自民党派閥のパーティーにからむ裏金問題はついに、岸田首相自身の政倫審出席にまで進展した。しかし、政倫審での説明では、安倍派、二階派の幹部も含め派閥から議員へのキックバックが続いてきた経緯や、受け取った裏金を何に使ったかといった疑惑の核心は明らかにならないままだ。岸田政権を取り巻く暗雲が晴れる様子はない。2年半前に「聞く力」をアピールして登場した岸田氏は、持ち味を発揮することがないまま舞台を降りるのだろうか。
最低水準の支持率
自民党の安倍派を中心とした裏金問題で、この党の体質がさらけ出された。安倍派の国会議員3人、安倍派、二階派、岸田派の会計責任者らが立件された。
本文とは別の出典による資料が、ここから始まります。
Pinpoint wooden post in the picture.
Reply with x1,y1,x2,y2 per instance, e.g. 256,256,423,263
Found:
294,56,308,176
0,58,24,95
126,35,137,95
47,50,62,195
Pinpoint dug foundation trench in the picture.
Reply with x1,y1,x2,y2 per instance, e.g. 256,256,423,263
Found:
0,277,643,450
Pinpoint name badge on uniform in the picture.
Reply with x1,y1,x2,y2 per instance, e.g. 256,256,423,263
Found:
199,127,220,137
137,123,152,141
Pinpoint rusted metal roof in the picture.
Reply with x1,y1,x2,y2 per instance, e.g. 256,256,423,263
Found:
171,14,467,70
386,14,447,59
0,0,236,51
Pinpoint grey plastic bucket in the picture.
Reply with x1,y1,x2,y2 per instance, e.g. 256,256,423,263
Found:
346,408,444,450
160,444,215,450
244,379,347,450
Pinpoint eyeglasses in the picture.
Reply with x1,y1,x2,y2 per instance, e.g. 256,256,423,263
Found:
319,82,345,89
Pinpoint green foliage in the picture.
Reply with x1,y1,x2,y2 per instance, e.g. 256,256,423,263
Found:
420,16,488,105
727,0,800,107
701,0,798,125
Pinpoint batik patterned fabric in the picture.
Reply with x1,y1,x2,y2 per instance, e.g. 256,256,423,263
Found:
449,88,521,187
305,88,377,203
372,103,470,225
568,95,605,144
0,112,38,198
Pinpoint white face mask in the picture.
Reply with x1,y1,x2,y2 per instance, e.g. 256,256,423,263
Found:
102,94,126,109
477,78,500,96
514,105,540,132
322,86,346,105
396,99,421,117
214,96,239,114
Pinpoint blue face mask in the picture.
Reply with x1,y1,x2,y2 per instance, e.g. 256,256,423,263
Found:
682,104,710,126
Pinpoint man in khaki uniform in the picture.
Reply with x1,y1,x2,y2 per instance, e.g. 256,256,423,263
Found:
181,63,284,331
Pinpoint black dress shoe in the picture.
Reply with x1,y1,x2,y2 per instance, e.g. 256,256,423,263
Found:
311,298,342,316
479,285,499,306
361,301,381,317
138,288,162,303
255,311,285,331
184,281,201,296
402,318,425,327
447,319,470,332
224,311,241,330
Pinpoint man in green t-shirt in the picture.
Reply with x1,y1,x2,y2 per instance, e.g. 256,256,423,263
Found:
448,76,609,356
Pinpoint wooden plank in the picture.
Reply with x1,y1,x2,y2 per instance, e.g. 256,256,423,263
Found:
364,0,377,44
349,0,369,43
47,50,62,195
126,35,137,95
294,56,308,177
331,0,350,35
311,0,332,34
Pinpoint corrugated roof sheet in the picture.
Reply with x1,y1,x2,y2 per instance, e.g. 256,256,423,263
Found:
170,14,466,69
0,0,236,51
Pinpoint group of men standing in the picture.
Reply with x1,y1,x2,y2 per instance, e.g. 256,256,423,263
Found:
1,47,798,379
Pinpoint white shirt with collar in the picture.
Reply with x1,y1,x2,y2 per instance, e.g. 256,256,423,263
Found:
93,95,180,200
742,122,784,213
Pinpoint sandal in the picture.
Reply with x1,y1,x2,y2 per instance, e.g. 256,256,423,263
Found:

多額のパーティー券を企業に買わせ、キックバックをうけた裏金は選挙基盤の強化に充てた。建設や農業といった支持業界が細る中で、地方議員対策などに裏金が使われた可能性が大きい。領収書のないケースが多く、本来なら「脱税」に問われる。確定申告の時期に重なり、納税者の怒りを買っている。2月中旬に各メディアが行った世論調査では岸田内閣の支持率は最低水準(朝日新聞21%、毎日新聞14%、読売新聞24%)だ。